A Câmara dos Deputados gasta anualmente mais de R$ 1 bilhão com salários, gratificações e auxílios pagos a secretários parlamentares cujas jornadas de trabalho não são controladas nem fiscalizadas. Esse valor atingiu um recorde sob a gestão do atual presidente da Casa, deputado Hugo Motta (Republicanos-PB), e envolve quase 10 mil assessores contratados diretamente pelos 513 parlamentares para atuar em Brasília ou nos estados.
Apesar da jornada contratual de 40 horas semanais, o único registro formal do cumprimento das obrigações desses funcionários é uma declaração do próprio gabinete. Essa brecha facilita práticas irregulares, como a contratação de funcionários fantasmas —caso ocorrido no próprio gabinete de Motta, onde três assessoras foram apontadas por acumular funções externas ou não trabalhar de fato. Duas delas foram demitidas após questionamentos da imprensa; a terceira, estudante de medicina e filha de aliados políticos, continua no cargo.
O controle mais rígido de ponto eletrônico é exigido apenas para servidores ocupantes de cargos de natureza especial (CNE), ligados à Mesa Diretora, comissões e lideranças partidárias. Já os secretários parlamentares só registram presença com biometria durante sessões noturnas às terças e quartas-feiras, exclusivamente para fins de pagamento de hora extra. Nos demais períodos, não há qualquer controle efetivo de horário.

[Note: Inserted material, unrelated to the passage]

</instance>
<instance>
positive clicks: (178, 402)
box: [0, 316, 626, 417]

Cada deputado tem à disposição uma verba de gabinete mensal de R$ 133 mil para contratar entre 5 e 25 secretários parlamentares, com salários que variam de R$ 1.584 a R$ 18.719, além de benefícios como auxílio-alimentação e gratificações. O controle interno das horas é feito por meio de um sistema pouco rigoroso, que considera automaticamente que o servidor cumpriu a jornada se não forem registradas faltas ou atestados médicos.
Nos estados, a fiscalização é inexistente. Muitos parlamentares nem sequer possuem escritórios formais em suas bases eleitorais. Apesar de denúncias recorrentes ao longo dos anos sobre rachadinhas, uso de funcionários para serviços pessoais e contratações por apadrinhamento político, a Câmara nunca implementou mecanismos eficazes de controle de frequência.
O deputado Kim Kataguiri (União Brasil-SP), relator de um projeto que previa a obrigatoriedade do ponto eletrônico para todos os servidores dos três Poderes, afirmou que grande parte dos assessores contratados atuam como cabos eleitorais e não desempenham funções típicas do Legislativo. O projeto foi aprovado em comissão em 2019, mas está parado desde então.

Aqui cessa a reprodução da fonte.